Two 7-bit values (Any of these can be used as a Gn set within the ISO framework):
Japan: The original Japanese 2-byte national standard was JIS C6226-1978. This was significantly revised as JIS X0208-1983, with a minor update in 1990. It includes punctuation and symbols (some specific to CJK or to Japanese), Hiragana, Katakana, and 6356 Kanji (Han), as well as basic letters for Latin, Greek, and Cyrillic (all in 2-byte form). JIS X0212 (1990) is an add-on set with additional Kanji (5801), additional Latin characters, and so forth. JIS C6226 provided a model for other East Asia national standards.
China: GB 2312-1980 is the basic national standard, with 6763 Hanzi (Han), punctuation and symbols, Katakana, Hiragana, basic Latin, Greek, and Cyrillic, plus Bopomofo.

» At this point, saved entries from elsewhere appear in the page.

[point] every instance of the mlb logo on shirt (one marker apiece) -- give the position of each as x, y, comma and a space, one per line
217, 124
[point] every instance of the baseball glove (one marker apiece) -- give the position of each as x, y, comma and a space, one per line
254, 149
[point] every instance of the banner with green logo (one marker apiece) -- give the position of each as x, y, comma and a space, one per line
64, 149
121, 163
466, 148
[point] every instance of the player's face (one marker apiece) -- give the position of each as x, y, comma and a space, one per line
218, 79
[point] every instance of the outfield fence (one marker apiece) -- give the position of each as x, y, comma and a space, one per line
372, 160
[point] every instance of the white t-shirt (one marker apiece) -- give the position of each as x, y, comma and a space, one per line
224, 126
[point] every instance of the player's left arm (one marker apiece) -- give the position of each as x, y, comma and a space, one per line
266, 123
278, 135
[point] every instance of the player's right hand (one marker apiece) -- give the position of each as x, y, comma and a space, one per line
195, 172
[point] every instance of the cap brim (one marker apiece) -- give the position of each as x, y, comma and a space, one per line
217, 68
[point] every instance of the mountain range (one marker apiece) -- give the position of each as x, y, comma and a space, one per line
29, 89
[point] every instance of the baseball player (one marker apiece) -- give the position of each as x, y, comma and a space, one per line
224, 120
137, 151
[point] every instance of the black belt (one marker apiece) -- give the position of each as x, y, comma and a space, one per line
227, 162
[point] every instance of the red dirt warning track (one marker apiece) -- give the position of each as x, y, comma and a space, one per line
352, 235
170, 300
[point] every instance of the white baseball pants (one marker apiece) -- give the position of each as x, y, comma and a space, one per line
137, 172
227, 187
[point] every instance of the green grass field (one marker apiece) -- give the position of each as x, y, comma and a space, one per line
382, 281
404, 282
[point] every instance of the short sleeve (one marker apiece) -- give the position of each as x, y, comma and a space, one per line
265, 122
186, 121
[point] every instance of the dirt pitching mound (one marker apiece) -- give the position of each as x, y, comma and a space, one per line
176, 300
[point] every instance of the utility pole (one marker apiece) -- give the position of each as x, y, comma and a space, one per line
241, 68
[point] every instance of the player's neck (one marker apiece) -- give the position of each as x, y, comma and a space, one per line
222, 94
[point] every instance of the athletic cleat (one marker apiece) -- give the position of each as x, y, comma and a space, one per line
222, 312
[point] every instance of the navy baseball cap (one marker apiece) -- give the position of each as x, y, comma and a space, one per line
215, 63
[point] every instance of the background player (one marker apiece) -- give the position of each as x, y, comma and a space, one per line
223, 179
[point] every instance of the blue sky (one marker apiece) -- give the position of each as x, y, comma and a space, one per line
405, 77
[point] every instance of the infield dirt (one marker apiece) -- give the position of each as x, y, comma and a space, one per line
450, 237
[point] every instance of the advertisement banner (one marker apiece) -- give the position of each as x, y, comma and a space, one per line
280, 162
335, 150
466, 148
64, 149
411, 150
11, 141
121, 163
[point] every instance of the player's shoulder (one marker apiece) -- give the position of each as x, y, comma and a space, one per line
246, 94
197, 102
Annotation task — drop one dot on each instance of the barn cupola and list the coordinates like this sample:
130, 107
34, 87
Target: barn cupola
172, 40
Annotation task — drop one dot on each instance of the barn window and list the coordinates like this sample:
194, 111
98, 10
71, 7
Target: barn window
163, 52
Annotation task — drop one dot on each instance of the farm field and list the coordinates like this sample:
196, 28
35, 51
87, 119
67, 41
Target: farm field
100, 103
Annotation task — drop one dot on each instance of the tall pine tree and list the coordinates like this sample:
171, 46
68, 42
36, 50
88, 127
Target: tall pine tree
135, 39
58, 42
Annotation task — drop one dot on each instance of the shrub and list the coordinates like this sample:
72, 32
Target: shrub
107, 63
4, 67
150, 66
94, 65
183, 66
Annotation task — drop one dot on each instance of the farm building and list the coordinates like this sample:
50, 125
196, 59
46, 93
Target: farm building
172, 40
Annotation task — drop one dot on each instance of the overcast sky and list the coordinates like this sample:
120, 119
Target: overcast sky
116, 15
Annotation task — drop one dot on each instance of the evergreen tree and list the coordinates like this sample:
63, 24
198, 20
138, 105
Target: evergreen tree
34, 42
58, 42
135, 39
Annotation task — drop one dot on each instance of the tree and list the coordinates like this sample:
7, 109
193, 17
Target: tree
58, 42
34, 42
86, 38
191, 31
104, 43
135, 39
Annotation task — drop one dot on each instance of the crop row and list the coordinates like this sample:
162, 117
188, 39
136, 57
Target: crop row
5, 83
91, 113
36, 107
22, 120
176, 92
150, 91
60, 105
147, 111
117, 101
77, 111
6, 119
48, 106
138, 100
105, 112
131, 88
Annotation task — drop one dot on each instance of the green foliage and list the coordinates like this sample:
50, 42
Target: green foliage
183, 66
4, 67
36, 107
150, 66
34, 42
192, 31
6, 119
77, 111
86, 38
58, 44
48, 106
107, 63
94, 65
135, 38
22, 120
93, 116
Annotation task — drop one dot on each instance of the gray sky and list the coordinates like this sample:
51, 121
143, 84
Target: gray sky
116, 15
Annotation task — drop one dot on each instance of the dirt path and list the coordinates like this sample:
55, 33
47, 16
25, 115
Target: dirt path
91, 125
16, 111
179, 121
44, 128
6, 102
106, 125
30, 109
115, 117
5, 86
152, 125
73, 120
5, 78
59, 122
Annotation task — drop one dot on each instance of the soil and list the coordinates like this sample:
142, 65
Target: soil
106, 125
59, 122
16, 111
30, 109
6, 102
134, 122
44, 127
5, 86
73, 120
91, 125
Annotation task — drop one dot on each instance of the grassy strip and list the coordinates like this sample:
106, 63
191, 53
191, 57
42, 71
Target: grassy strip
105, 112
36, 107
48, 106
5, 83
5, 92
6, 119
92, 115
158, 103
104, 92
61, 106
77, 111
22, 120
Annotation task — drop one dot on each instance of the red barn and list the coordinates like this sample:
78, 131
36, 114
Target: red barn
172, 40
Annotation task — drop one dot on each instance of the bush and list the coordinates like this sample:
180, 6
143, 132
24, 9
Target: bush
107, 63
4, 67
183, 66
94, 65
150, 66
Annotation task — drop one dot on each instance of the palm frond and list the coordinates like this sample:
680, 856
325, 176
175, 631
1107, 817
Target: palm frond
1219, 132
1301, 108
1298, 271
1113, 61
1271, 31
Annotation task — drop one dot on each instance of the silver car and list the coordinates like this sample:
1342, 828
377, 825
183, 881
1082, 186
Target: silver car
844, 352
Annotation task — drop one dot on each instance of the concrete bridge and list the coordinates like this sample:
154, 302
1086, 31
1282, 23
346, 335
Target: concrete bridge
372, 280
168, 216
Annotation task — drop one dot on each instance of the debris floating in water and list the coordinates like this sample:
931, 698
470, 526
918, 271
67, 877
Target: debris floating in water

Korea: KSC 5601-1987 is the most widely known of the Korean national standards. It includes 2350 composed Hangul syllables, 4620 distinct Hanja (Han), punctuation and symbols, Katakana, Hiragana, basic Latin, Greek, and Cyrillic; some of the Hanja are encoded multiple times, once for each pronunciation. This standard was updated in 1992; the basic standard was not significantly changed, but a new annex defined a complete "Johab" set of the 11,172 possible composed Hangul syllables.
Taiwan: CNS 11643-1992 defines a set of 2-byte standards, something like the parts of ISO 8859. Each part is called a plane, and the standard defines 16 planes. Only 7 planes currently have character assignments; altogether they include 48,027 Hanzi and ~700 other characters.
Three 7-bit values (these are mainly for bibliographic usage):
CCCII (Chinese Character Code for Information Interchange): The high-order value specifies the plane; planes are grouped into sets of 6, called layers. The first layer (53,016 code points) contains basic characters; most of the other layers are reserved for variant forms, which are assigned code points that correspond to the position of the equivalent basic character. The remaining layers contain Kana and Hangul (for Japanese and Korean).
EACC (East Asia Character Code): This is a U.S. standard (ANSI Z39.64) based on CCCII.